Naive comments on AGIlignment
post by Ericf · 2022-04-28T01:08:02.507Z · LW · GW · 4 commentsContents
4 comments
Disclaimer: everything I know about AI I learned from reading stuff on the internet, mostly on this site.
-
Any self-modifying general intelligence cannot be bound by a utility function. The very nature of being able to self-modify means that the utility function is open to modification or being ignored in favor of a new function.
-
A self-improving process cannot know which variation is better without external feedback. For humans, that is the physics of the universe, and the behavior of other humans. For a program, it can't get the feedback to know what "improvement" is without affecting the same.
-
A superintelligence will have different ethics. But we have different ethics than humans 1000 years ago. Or even other humans alive right now. Should we be seeking to impose our values on something that has a superior grasp of reality?
-
An AI can only destroy everything by acting on the physical world. Which means telling humans to do things. And usually paying them. 4a. Simple AI safety step: ban all crypto 4b. Coordinating people is a hard problem with unique solutions each time. There is no corpus of training data for it. No-one wr9te down exactly what every foreman and manager said to get the Tokyo Olympics to happen, or any other large scale project. 4c. See #3 above. People have different values and priorities from each-other. There is literally nothing an AI could attempt to do that would not be in direct opposition to someone's deeply held beliefs.
4 comments
Comments sorted by top scores.
comment by Charlie Steiner · 2022-04-28T14:05:56.314Z · LW(p) · GW(p)
Welcome!
-
See the "Ghandi argument" - if you offer Ghandi a pill that makes him love murdering people, he won't take the pill because right now he doesn't want to murder people. A self-modifying AI that wants things will tend to avoid changing what it wants, because it can predict that would lead to things it doesn't want.
-
Why? Suppose the AI is using quicksort in a place where it should be using radixsort. Surely it's allowed to deduce this rather than learning it by trial and error. I think you might be lumping something like "moral self-improvement" and "algorithmic self-improvment" together when they're actually distinct.
-
Yes.
It's tempting to think that a superhuman AI will have cool, interesting values even if it ends up wiping out humanity. But this uderestimates how picky human aesthetics are - if you sampled from truly random values, you would practically never get something whose optimum looked like a cool future, and practically always get something whose optimum was dead and drab. The only way to get a cool future is by getting a blank piece of silicon to aim towards things we value.

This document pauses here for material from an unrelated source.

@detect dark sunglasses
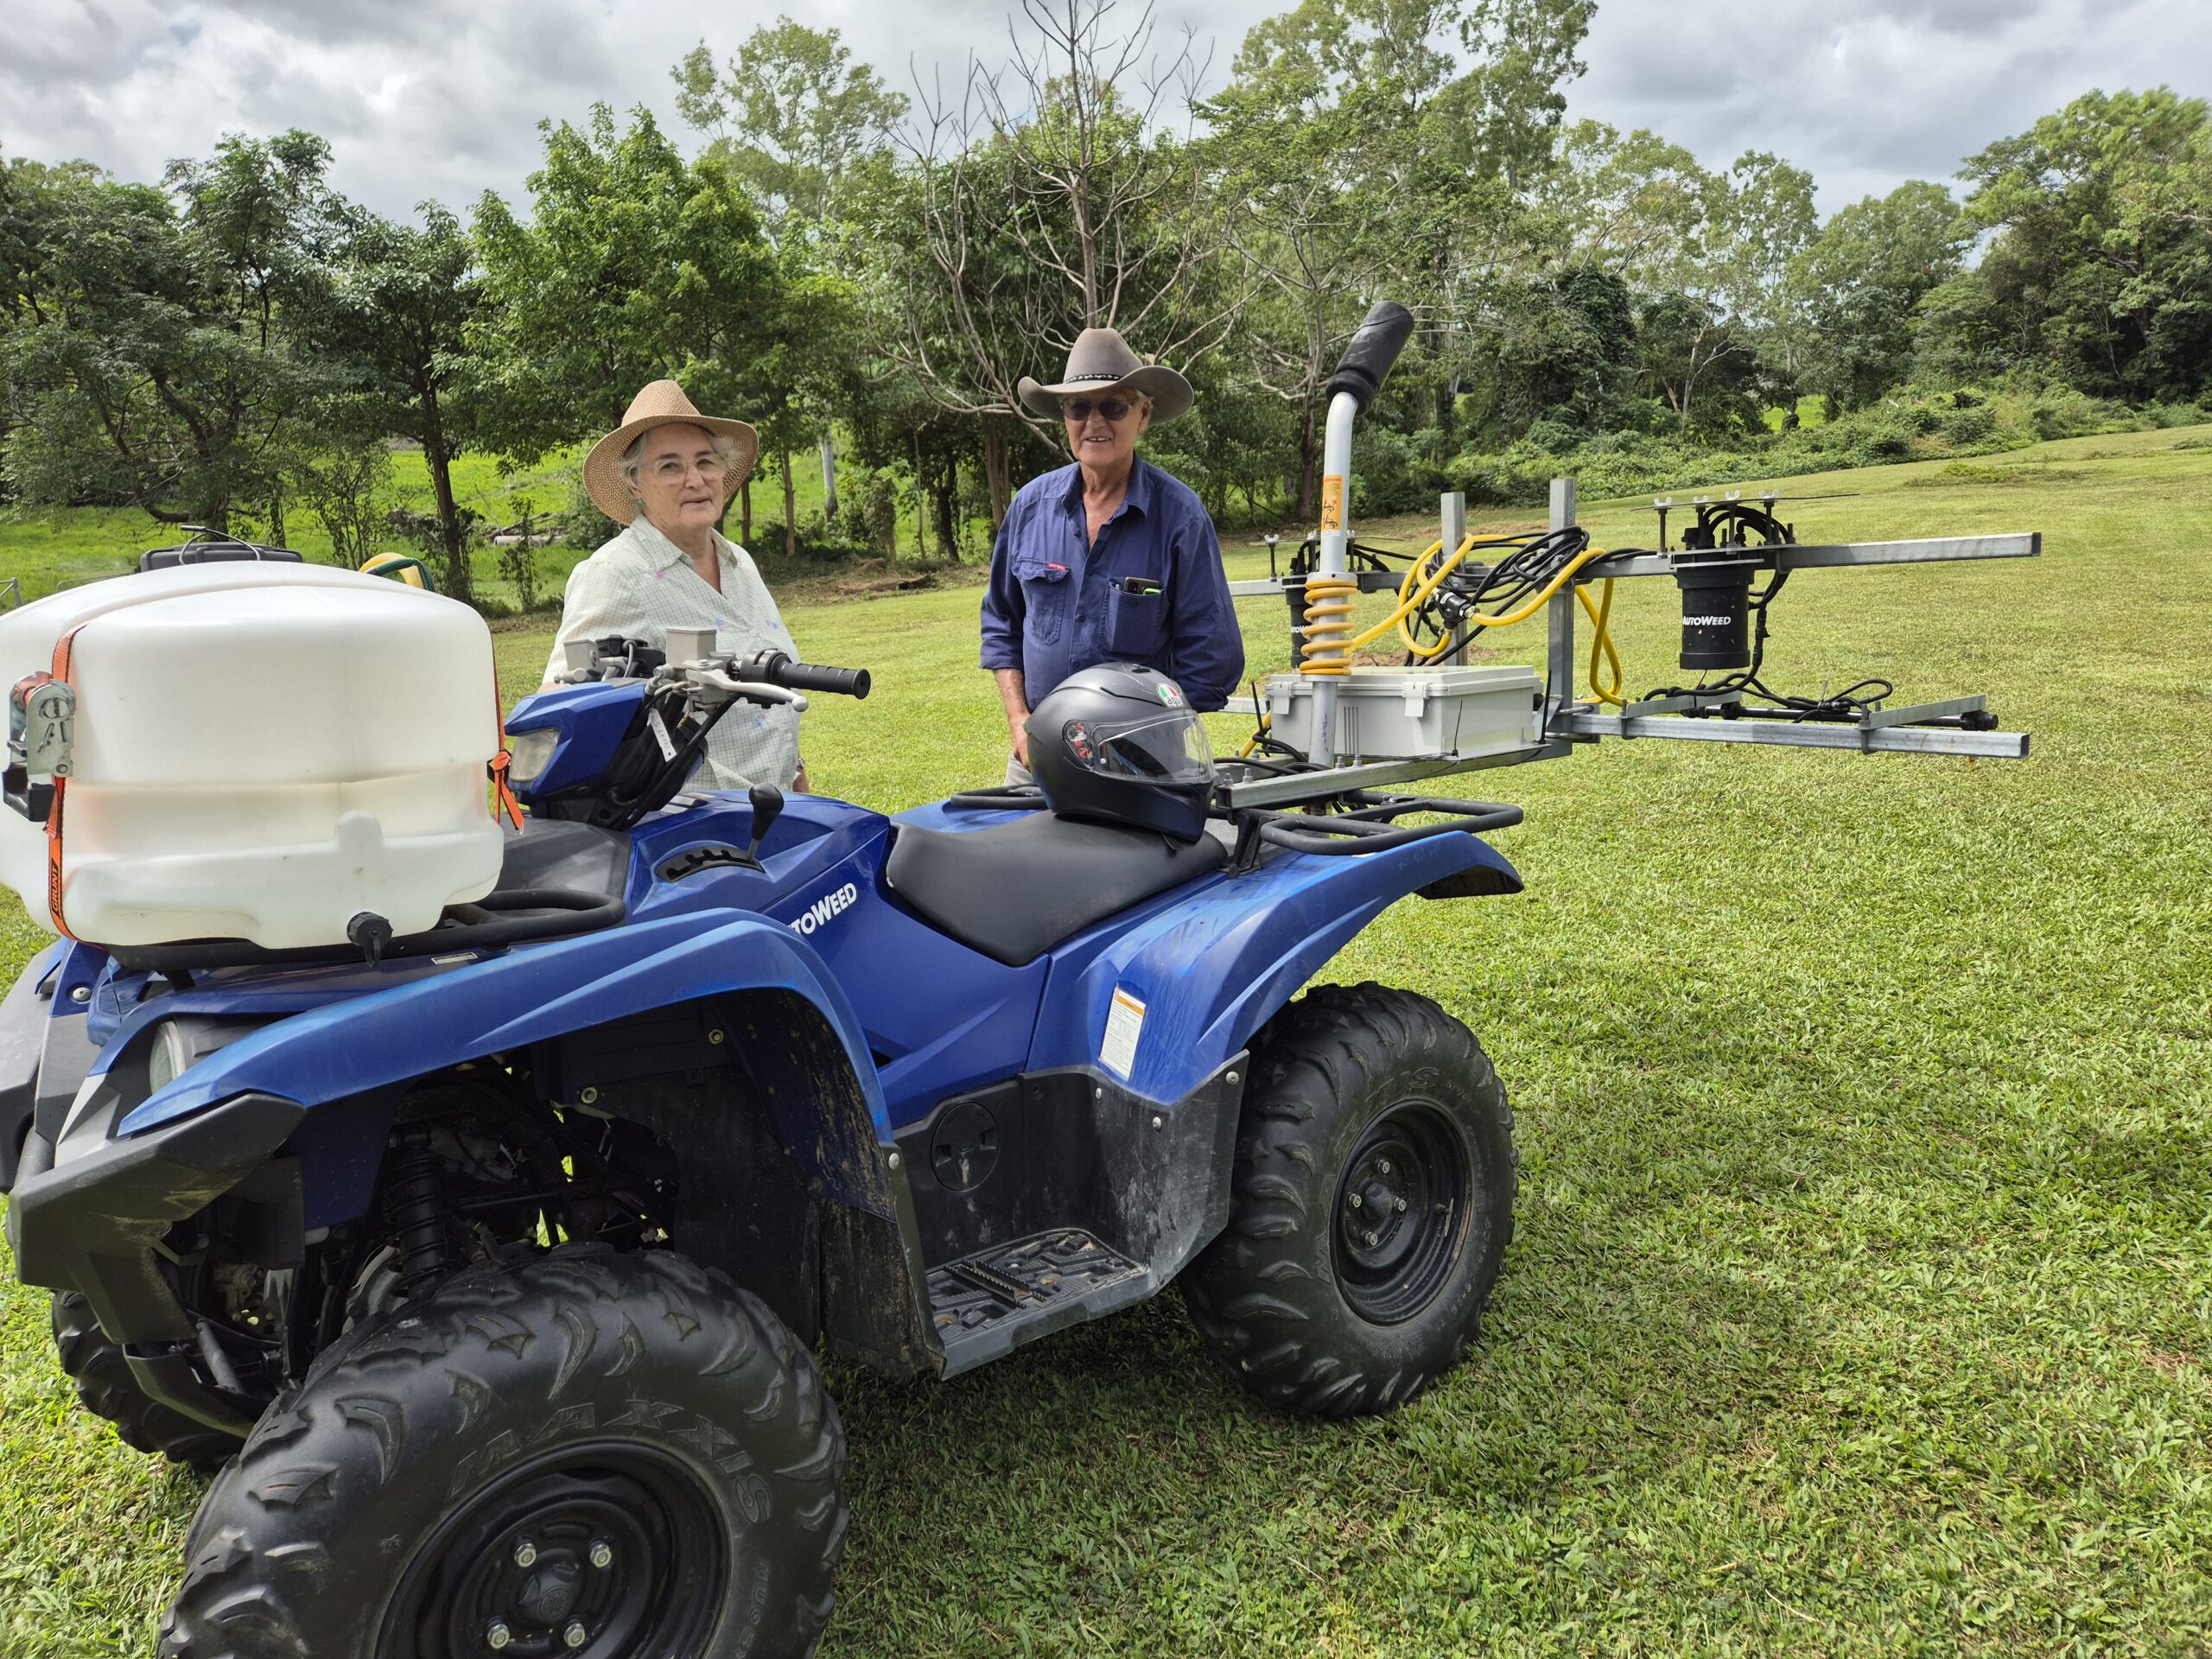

Replies from: Ericf↑ comment by Ericf · 2022-04-29T03:01:20.754Z · LW(p) · GW(p)
- Conversely, if FDR wants a chicken in every pot, and then finds out that chickens don't exist, he would change his values to want a beef roast in every pot, or some such.
- How could it possibly deduce that without reference to some real world effect? There is no reason a-priori to prefer one sort to another. That involves valuing coming to the conclusion using fewer calculations (of what kind?), less time (or maybe more time, or more consistent amount of time is better?), or less risk of error. And the same applies for any other change: knowing which version is better requires both a measurement system, and an evaluation of each thing. And for any novel problem, the answer -by definition- won't be available for lookup.
- The goals of an AGI are not uniformly drawn from all possible goals.
↑ comment by TLW · 2022-04-29T13:14:42.764Z · LW(p) · GW(p)
Conversely, if FDR wants a chicken in every pot, and then finds out that chickens don't exist, he would change his values to want a beef roast in every pot, or some such.
I do not believe his value function is "a chicken in every pot". It's likely closer to 'I don't want anyone to be unable to feed themselves', although even this is likely an over-approximation of the true utility function. 'A chicken in every pot' is one way of doing well on said utility function. If he found out that chickens didn't exist, the 'next best thing' might be a roast beef in every pot, or somesuch. This is not changing the value function itself, merely the optimum[1] solution.
If FDR's true value function was literally " a chicken in every pot", with no tiebreaker, then he has no incentive to change his values, and a weak incentive to not change his values (after all, it's possible that everyone was mistaken, or that he could invent chicken).
If FDR's true value function was e.g. "a chicken in every pot, or barring that some other similar food", then again he has no incentive to change his values. He may lean toward 'ok, it's very unlikely that chickens exist so it's better in expected value to work towards roast beef in every pot', but that again hasn't changed the underlying utility function.
- ^
This isn't likely to be the optimum, but at least is a 'good' point.
comment by TimK · 2022-04-30T02:21:22.813Z · LW(p) · GW(p)
4b. No, coordinating people is not a hard problem requiring unique solutions each time. Mega-project management is a science with a well-defined vocabulary and structure; there is very definitely a corpus of training data for it. It's also not necessary to know every single detail of any one mega-project in order to implement another one - the phrase "work unit" is used in project management to denote this principle. Your conclusions for this section are built on multiple misconceptions and category errors.